There’s no reason that the starting current has to go through the charging circuit. It would be possible to sense when a large discharge current is required and bypass the charging circuits altogether. The charging circuits (switch mode) would be a minuscule fraction of the cost of the actual Li-Ion battery they are attached to. Microcontrollers are incredibly cheap and you can add a lot of intelligence to the charging circuit for very little cost (e.g. Atmel’s ATtiny64 costs about 50p even if you’re only buying one of them from Farnell).
alioth wrote:
I would suspect for a battery like this the charging circuit would be built into the battery itself so that you could connect it to a normal 14V/28V bus and the in-built charging circuit would take care of it.
That’s exactly what I expect in a drop-in replacement for lead-acid batteries. After all, what else – either the required electronics are outside, or inside as those cells are not compatible. Question is how good a job they did. The battery might not explode, it might work just fine initially but it could very well die rather soon (e.g. handling of float charging).
There’s no reason that the starting current has to go through the charging circuit. It would be possible to sense when a large discharge current is required and bypass the charging circuits altogether.
Yes, of course, you put in a big diode (preferably a schottky diode) to bypass everything in the outgoing current direction. In fact a big (BIG) MOSFET might do that job just right. I used to do this for a living. But that doesn’t change what I am getting at. I just don’t believe these batteries contain all the electronics you would need for intelligent charging from a 14V or 28V bus.
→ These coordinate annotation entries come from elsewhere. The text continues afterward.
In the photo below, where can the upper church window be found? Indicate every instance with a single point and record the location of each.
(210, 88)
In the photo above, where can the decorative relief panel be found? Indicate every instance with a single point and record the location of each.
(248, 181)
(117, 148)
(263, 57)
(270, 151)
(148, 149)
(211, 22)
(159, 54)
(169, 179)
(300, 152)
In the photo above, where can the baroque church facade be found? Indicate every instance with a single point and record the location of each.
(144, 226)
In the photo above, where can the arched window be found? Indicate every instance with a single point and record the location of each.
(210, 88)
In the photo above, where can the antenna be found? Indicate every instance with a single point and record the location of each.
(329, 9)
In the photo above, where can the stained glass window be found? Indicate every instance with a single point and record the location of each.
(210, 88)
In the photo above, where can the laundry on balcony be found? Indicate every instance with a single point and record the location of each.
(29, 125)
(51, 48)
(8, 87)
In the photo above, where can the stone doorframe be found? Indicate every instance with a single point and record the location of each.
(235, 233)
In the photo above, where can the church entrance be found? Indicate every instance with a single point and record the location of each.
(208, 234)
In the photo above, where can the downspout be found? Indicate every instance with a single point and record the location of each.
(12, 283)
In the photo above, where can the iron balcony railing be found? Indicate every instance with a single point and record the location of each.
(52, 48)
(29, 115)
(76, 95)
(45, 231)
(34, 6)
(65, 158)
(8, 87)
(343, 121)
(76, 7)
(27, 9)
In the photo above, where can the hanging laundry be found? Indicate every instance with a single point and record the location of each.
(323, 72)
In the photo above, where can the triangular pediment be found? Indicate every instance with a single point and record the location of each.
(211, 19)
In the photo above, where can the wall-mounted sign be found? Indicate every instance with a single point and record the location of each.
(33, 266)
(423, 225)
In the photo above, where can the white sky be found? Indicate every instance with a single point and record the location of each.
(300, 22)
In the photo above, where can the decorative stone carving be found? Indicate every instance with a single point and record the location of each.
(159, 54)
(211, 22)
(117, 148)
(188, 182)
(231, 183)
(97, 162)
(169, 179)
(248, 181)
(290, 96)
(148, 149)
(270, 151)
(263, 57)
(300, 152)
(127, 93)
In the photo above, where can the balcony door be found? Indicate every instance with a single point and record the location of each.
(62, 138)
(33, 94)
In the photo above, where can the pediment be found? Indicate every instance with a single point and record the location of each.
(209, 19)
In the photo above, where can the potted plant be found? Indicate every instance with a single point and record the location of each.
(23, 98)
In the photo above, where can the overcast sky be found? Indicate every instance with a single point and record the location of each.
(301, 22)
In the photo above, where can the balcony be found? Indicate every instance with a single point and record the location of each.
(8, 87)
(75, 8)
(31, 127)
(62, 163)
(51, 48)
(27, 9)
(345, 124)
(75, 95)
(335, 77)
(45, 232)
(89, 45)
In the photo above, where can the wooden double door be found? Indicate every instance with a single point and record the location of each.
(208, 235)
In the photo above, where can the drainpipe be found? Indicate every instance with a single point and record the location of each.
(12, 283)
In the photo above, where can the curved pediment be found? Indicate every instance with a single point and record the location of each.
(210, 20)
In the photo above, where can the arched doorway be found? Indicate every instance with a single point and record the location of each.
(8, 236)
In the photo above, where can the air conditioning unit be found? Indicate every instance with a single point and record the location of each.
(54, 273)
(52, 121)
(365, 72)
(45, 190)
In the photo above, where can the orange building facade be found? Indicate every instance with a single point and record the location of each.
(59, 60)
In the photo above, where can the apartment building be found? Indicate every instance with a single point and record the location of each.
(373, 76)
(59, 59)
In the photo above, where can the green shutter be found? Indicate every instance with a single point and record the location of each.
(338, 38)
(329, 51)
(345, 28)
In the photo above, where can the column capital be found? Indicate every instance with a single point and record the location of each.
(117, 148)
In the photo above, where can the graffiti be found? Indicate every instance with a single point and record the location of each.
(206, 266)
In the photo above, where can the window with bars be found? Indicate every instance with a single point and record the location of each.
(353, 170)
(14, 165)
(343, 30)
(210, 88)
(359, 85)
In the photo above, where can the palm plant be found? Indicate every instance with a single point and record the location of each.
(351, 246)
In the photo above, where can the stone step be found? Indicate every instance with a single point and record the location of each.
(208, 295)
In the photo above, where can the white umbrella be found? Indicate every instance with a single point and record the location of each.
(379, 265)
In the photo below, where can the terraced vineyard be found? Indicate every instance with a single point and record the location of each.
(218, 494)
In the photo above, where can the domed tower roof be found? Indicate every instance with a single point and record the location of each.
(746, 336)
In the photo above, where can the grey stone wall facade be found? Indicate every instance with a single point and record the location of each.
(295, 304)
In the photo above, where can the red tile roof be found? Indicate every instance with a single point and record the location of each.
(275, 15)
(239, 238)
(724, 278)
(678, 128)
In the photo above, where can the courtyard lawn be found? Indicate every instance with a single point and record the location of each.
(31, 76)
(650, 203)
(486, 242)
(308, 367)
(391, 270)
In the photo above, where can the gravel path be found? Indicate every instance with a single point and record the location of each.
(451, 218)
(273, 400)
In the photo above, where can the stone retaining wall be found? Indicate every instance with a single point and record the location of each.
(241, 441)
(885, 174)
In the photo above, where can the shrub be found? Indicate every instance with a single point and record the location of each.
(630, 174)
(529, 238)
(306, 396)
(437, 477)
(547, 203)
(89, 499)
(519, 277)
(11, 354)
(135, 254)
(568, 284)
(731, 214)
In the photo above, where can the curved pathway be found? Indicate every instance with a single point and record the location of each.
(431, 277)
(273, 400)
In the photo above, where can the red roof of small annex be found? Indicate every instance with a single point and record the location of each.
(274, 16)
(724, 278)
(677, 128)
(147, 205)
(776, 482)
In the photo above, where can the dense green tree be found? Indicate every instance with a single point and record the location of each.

You are looking at some €100 in components, quite a bit of space, and some heat dissipation.
Of course one could settle that with some research 
but when I asked some vendors in the past they didn’t know.
I was initially worried about high current charging from the alternator. The ammeter whacks over when the engine starts, but soon settles back. I think the LiFePO4 technology is fairly mature.
Simon
Peter wrote:
You are looking at some €100 in components, quite a bit of space, and some heat dissipation.
Nowhere near 100eur in components. The microcontroller to look after it costs pennies and has pretty much all you need actually integrated inside it, the purpose built charging ICs cost pennies. Even the power MOSFETs cost little these days and you can use them in parallel (in other words, use five cheap ones instead of a single mega expensive one, you certainly wouldn’t choose a diode if you could possibly avoid it). Heat dissipation is probably not quite as bad as you imagine. The ESC for my T-Rex 700 RC helicopter (which has a motor as powerful as an aircraft starter motor, and runs for ten minutes at a time, not the few seconds an aircraft starter motor needs to run) gets barely warm. Space is not a problem either, the aforementioned ESC can fit in a matchbox.
I know someone in the US who put a Li-Ion battery in his RV – it had no external charging circuits. They are all built in.
Personally I use a gel lead-acid battery. For me going to lithium would hurt my weight and balance, the battery is required as ballast!